Однако в реку лезть не пришлось – пожар, распространившийся на том берегу, насколько хватало взгляда, помаленьку утихал. Еще горела кора на лиственницах, кое-где великанскими свечами пылали высохшие, мертвые деревья и повсюду стелился дым, но огонь, упершись в речку, потерял разбег, неторопливо дожирал добычу и наполеоновских планов определенно не питал.
Вика молча тронула его за локоть, показала назад – там, метрах в ста от реки, лежал марал, видно было, как тяжело ходят бока. Он не мог не заметить людей, но усталость, сдается, пересилила.
– А... – великодушно махнул рукой Мазур. Наконец-то отцепил от пояса тяжеленного зайца, хозяйственно положил рядом. – Пусть живет, рогатый, не до него...
И подумал: «Интересно, отчего полыхнуло? Может, Прохору пришла в голову та же идея – поджарить немножко везучих беглецов из охотничьего рая? Или доктор постарался? То ли по оплошности не справился с костром, то ли...» Точно, Мазур при нем как-то обсуждал эту задумку, насчет пожара, аккурат за сутки до того, как сучий эскулап решил отколоться... «А в принципе, какая разница? Главное, ноги унесли. Обходить стороной пожарище не стоит и пытаться – кто знает, насколько широко раскинулось? Придется подождать пару-тройку часов и переть напрямик, огонь на глазах утихает, оставшись без пищи...»
На том берегу стелился над землей белесоватый дым. Марал наконец поднялся, постоял на широко расставленных ногах и, не оглянувшись на людей, побрел в тайгу. Мазур тщательно проверил автомат и убедившись, что вода в него не попала, сказал:
– Ну, пора подвести итоги?
Оказалось, у них осталась одна фляга из трех, а невеликий запас барсучатины пропал весь.

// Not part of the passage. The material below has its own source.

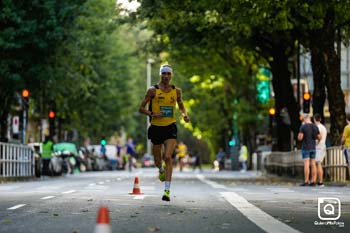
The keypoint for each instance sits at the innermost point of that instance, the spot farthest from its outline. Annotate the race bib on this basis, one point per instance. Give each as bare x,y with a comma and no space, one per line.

Мазур своих амазонок ругать не стал – тут не до мелочей. Он сам лишился початой коробки спичек и початой сигаретной пачки – все размокло в воде, а из десятка торчавших за поясом стрел сломались четыре. И тетиву лука теперь придется долго сушить. Осталась коробка спичек, сбереженная сухой благодаря двум презервативам и запечатанная пачка сигарет. Ну, и ножи, конечно. И барсучьи шкуры, тоже нуждавшиеся в сушке. Цифирки на табло Ольгиных электронных часов превратились в загадочные иероглифы, за пластиковым окошечком переливалась вода.
– Ничего, – ободряюще похлопал ее по плечу Мазур. – Ну на кой нам тут часы, если солнышко есть... Зато иголки-нитки уцелели. И леска с крючками, рыбный день объявлять, можно. И золота навалом – свой золотой запас, как у приличного государства... Это ж не жизнь, а малина! Сейчас костерчик разведу, обутку будем сушить...
Не было бы счастья, да несчастье помогло – наткнувшись на обгоревшую маралью тушу, придавленную рухнувшим деревом, Мазур откромсал несколько приличных кусков вполне подходящего мяса. А в другом месте нарвал с упавшего кедра полдюжины шишек – они изрядно обгорели, но молодой орех в пищу годился.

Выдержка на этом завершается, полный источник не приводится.